A Complete Step-by-Step Guide to Provisioning a Public-Facing Linux VM on Windows Server - Part 2

Phase 3: Internal Routing via Netplan

The hypervisor plumbing is done. Now we configure Ubuntu itself to actually route traffic out to the internet. Because enterprise hosts rarely offer DHCP for a single bridged IP, we configure the network manually with Netplan (which drives systemd-networkd under the hood).

Step 3.1 — Open the Netplan Configuration

Connect to the VM via the Hyper-V console and open the config file:

sudo nano /etc/netplan/01-netcfg.yaml

(The filename may differ slightly on your install — anything in /etc/netplan/ ending in .yaml is fair game. If there's an existing file, you can edit it.)

Step 3.2 — Understand the /32 Subnet Catch

When you're assigning a single discrete public IP, best practice is to give it a /32 subnet mask. A /32 means "this address, and only this address" — maximum network isolation.

But there's a catch. A /32 mask tells the Linux kernel that it's the only machine on its network segment. With no other addresses in its subnet, the kernel can't "see" the default gateway through normal routing logic — the gateway appears to be on a different network entirely, so the kernel refuses to route to it.

The fix: the on-link: true directive. This explicitly tells the kernel, "Trust me, the gateway is directly reachable on this link even though it's outside my subnet." It forces the route to work despite the /32 isolation.

Step 3.3 — Write the Configuration

Enter the following, substituting your real values. YAML is whitespace-sensitive — use spaces, not tabs, and keep the indentation exact:

network:
  version: 2
  renderer: networkd
  ethernets:
    eth0:
      dhcp4: false
      addresses:
        - 203.0.113.50/32      # Your discrete VM's public IP
      routes:
        - to: default
          via: 198.51.100.1    # Your host server's gateway
          on-link: true        # Forces the route past the /32 isolation
      nameservers:
        addresses: [8.8.8.8, 1.1.1.1]

A few notes on the values:

• Replace 203.0.113.50 with the additional IP you purchased.

• Replace 198.51.100.1 with your host server's gateway (from the provider's networking page — not the VM's own IP).

• The interface name (eth0) may differ; run ip a to confirm yours (it could be something like eth0, ens33, etc.).

• 8.8.8.8 and 1.1.1.1 are Google and Cloudflare public DNS; swap in your preferred resolvers if you like.

Step 3.4 — Apply and Verify

Save the file (in nano: Ctrl+O, Enter, Ctrl+X), then apply:

sudo netplan apply

Verify the VM is online:

ip a                    # Confirm the IP is assigned to the interface
ip route                # Confirm the default route is present
ping -c 4 1.1.1.1       # Test raw internet connectivity
ping -c 4 google.com    # Test DNS resolution

If all four checks pass, your Linux VM is now a fully independent server reaching the outside world on its own public IP.

Phase 4: Securing the Perimeter (SSH & UFW)

Your VM now has a public IP, which means it is exposed to the entire internet.

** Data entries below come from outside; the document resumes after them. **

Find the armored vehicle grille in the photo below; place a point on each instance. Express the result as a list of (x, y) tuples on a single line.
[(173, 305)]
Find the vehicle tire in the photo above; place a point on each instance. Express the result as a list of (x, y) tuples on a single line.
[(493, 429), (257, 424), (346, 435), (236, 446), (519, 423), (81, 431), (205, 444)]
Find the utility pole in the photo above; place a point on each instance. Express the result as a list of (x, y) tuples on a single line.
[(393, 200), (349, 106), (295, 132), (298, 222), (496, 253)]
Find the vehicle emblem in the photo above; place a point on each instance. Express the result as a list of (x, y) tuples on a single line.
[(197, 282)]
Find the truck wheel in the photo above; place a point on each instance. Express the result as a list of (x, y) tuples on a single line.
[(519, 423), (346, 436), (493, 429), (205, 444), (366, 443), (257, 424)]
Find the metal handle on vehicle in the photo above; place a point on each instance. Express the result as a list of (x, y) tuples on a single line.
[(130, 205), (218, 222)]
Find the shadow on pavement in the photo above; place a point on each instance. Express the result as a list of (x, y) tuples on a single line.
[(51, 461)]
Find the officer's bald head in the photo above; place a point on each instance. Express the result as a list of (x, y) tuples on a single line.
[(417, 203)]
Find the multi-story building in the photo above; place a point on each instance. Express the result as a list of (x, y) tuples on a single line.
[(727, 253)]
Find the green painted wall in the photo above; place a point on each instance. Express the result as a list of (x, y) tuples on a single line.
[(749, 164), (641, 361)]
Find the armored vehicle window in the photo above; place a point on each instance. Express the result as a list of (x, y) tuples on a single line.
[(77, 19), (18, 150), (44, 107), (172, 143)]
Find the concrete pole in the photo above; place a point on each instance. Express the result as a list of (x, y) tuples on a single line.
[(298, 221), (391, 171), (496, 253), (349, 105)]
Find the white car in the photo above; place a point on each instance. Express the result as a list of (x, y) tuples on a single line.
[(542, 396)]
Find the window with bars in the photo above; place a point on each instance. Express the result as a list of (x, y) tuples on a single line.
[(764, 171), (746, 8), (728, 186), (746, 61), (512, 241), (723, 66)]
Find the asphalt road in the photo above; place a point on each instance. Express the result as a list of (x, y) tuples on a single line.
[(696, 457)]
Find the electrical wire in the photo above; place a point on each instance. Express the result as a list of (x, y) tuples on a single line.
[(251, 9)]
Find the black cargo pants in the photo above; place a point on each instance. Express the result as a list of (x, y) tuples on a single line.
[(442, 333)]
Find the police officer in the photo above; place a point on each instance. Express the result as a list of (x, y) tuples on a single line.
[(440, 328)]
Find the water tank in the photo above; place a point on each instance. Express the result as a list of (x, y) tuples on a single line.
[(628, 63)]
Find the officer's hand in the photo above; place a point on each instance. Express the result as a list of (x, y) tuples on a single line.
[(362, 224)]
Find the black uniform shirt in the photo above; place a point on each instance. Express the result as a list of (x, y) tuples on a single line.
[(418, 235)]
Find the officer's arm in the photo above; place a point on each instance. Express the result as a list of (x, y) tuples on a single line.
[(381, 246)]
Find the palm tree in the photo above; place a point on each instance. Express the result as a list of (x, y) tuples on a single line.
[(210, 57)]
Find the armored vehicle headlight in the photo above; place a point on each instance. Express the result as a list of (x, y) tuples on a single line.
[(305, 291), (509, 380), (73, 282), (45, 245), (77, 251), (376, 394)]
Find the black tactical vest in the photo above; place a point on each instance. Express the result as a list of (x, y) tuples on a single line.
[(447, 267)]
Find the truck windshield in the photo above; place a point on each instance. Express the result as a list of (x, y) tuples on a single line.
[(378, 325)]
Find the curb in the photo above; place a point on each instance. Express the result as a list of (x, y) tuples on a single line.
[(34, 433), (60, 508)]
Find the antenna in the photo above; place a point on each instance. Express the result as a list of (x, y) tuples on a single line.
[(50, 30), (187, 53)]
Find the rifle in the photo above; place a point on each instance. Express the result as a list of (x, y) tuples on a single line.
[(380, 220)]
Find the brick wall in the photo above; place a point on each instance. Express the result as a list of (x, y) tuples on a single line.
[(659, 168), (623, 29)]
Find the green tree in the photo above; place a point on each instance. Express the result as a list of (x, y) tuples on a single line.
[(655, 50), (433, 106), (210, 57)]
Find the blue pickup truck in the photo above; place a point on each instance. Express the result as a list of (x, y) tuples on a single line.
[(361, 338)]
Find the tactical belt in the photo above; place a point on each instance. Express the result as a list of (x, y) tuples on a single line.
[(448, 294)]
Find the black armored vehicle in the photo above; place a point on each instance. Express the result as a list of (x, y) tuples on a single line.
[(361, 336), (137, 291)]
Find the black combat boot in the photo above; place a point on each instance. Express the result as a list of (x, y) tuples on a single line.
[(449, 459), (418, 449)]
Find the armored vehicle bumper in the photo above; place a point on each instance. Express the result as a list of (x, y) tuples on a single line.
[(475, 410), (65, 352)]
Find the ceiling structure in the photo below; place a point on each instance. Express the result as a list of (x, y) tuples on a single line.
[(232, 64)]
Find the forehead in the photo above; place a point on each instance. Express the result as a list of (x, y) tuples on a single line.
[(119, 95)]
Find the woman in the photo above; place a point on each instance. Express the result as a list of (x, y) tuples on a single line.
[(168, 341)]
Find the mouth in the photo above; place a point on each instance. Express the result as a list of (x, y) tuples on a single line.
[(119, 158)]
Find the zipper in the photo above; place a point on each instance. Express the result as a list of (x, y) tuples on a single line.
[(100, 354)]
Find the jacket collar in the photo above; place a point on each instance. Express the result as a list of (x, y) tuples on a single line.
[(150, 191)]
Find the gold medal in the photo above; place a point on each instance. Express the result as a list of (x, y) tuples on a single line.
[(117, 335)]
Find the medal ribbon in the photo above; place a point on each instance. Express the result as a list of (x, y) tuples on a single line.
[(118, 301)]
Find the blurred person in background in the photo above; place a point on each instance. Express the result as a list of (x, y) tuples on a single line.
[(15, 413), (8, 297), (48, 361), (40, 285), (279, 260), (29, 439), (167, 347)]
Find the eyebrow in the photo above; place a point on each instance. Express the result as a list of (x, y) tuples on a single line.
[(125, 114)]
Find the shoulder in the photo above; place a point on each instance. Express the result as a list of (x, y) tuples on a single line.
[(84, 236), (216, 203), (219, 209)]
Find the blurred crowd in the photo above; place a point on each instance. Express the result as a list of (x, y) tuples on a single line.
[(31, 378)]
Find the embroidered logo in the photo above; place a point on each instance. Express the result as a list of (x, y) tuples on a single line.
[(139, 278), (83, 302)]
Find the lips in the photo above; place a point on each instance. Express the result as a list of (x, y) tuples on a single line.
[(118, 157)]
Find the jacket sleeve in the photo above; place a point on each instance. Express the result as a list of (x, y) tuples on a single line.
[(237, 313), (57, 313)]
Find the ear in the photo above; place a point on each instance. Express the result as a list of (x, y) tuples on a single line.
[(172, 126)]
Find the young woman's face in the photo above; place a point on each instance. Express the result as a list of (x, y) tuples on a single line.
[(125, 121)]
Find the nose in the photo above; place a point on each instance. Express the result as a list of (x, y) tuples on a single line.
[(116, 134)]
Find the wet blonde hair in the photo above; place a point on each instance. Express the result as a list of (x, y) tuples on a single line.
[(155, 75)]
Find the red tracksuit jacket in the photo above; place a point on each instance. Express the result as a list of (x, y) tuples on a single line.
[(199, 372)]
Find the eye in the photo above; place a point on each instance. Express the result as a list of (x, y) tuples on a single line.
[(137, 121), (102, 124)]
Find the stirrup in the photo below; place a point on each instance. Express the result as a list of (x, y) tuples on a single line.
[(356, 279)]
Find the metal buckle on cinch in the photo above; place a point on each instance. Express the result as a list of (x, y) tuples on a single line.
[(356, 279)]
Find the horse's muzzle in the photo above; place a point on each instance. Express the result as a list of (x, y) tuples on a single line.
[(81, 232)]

Automated botnets will begin port-scanning and brute-forcing it within minutes. Hardening isn't optional, and it should happen before you load any application or data.

Step 4.1 — Set Up Key-Based SSH

Passwords are the weakest link on a public IP. We'll replace them with an Ed25519 key pair (modern, fast, and secure).

On your local workstation, generate a key pair:

ssh-keygen -t ed25519 -C "your_email_or_label"

Then copy the public key to the VM. The easy way:

ssh-copy-id youruser@203.0.113.50

Or manually append the contents of your local ~/.ssh/id_ed25519.pub to the VM's ~/.ssh/authorized_keys file.

Now test it. Open a new terminal and confirm you can log in with the key before you disable passwords — this prevents locking yourself out:

ssh youruser@203.0.113.50 # Your server IP

Step 4.2 — Disable Password Authentication

Once key login works, sever the password attack vector. Edit the SSH daemon config:

sudo nano /etc/ssh/sshd_config

Set (or uncomment and change) these lines:

PasswordAuthentication no
PermitRootLogin prohibit-password

PermitRootLogin prohibit-password lets root in only via key, never via password — a sensible middle ground.

Then restart SSH:

sudo systemctl restart ssh

From this point on, only a device holding your private key can open a shell.

Conclusion

By combining a few precise techniques — Hyper-V's Generation 2 UEFI architecture, the Secure Boot template fix, a provider-issued static virtual MAC, and a carefully crafted Netplan /32 + on-link route — you've pulled a native Linux environment completely out of the Windows host's NAT shadow.

The result is a high-performance, fully isolated Linux server with its own discrete public IP, drawing on all the muscle of the bare-metal machine while staying cleanly separated from the Windows host layer. It's a rock-solid foundation for web servers, databases, API backends, or anything else you need to run on real Linux — right next to your Windows Server, on hardware you already pay for.